Prezzi del petrolio: i motivi delle continue fluttuazioni

Negli ultimi mesi, i prezzi del petrolio hanno mostrato un’oscillazione stagionale assai prevedibile.

La quotazione del petrolio ha segnato un picco in primavera dato che i commercianti di petrolio dovevano rispondere ad un aumento della domanda, coincidente con l’avvento del periodo estivo.

I prezzi dell’oro nero sono scesi in autunno e in inverno.

Nei prossimi mesi, s prevede un’oscillazione ancora più evidente per una serie di motivi: l’aumento nella produzione di petrolio avvenuta negli Stati Uniti, la riduzione del peso dell’OPEC, il rafforzamento del dollaro e l’indebolimento della domanda di petrolio.

Prezzo petrolio: analisi delle cause alla base dell’oscillazione

Innanzitutto, gli Stati Uniti hanno aumentato la produzione di petrolio, ma anche di carburanti alternativi, come l’etanolo.

Questo processo è iniziato nel 2015 e influenza ancora oggi l’offerta.

A ciò si aggiunge il fatto che i produttori statunitensi sono diventati più influenti dell’OPEC, che però non ha ridotto la produzione abbastanza da poter mettere un freno ai prezzi.

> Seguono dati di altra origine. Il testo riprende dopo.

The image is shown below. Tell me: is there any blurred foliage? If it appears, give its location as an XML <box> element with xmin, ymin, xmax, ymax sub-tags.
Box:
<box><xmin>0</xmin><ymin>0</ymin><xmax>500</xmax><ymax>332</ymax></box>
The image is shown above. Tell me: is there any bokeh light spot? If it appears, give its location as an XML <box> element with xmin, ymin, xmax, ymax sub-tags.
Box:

Il Paese leader dell’OPEC, l’Arabia Saudita, spinge per un aumento dei prezzi del petrolio dato che rappresenta la principale fonte delle entrate pubbliche dello Stato.

Questo avviene in un periodo di diminuzione della domanda a livello globale, che negli ultimi anni è cresciuta più lentamente del previsto: solo dello 0,5% nel 2018. Ciò si è verificato in un contesto di aumento del valore del dollaro.

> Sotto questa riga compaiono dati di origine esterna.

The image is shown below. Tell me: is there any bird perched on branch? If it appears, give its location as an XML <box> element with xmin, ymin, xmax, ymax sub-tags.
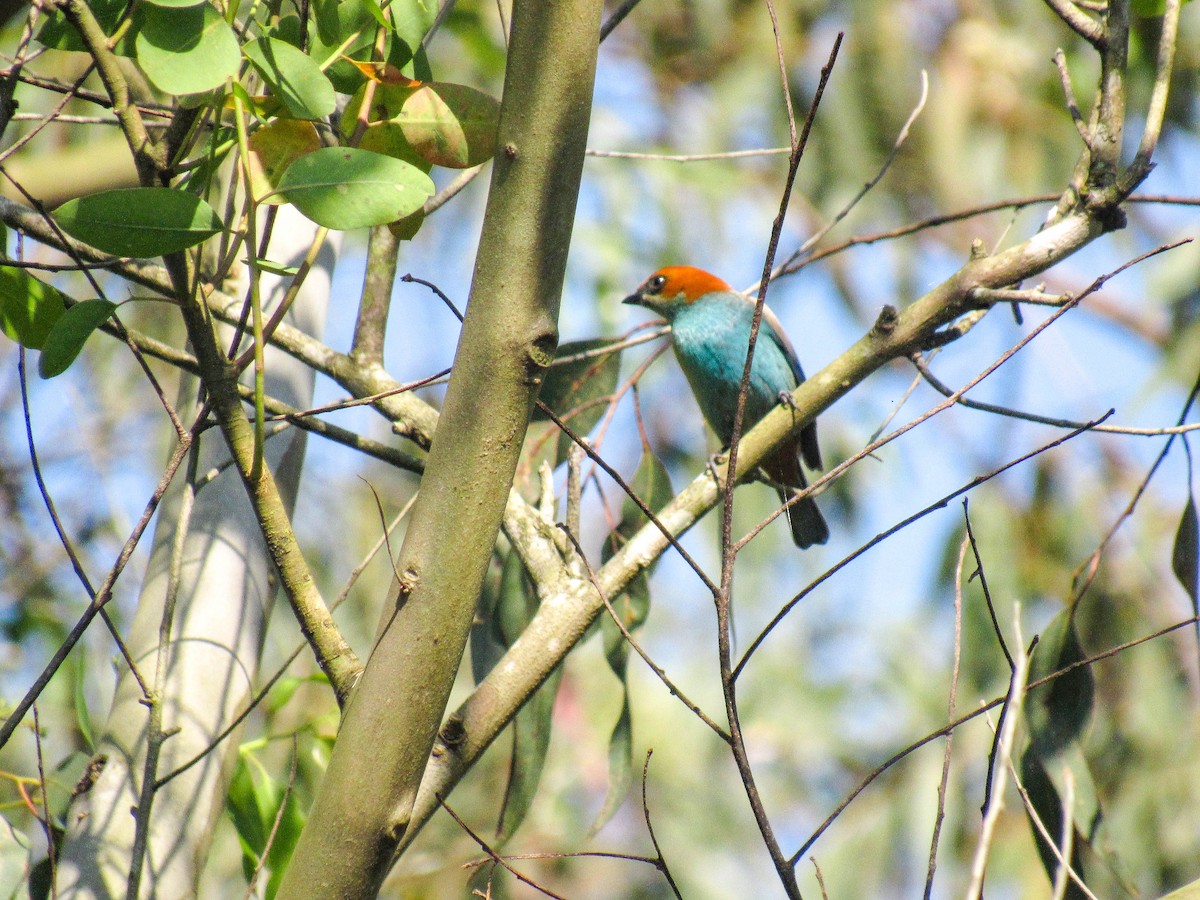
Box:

Il prezzo spot del greggio Brent è stato in media di $ 67 / b nel mese di dicembre 2019, in aumento di $ 4 / b dalla media di novembre e $ 10 / b in più rispetto a dicembre 2018.

Sulla base di una previsione di rallentamento della crescita dell’offerta di petrolio, gli esperti prevedono che le scorte globali di petrolio diminuiranno di quasi 0,2 milioni di barili al giorno nel 2021.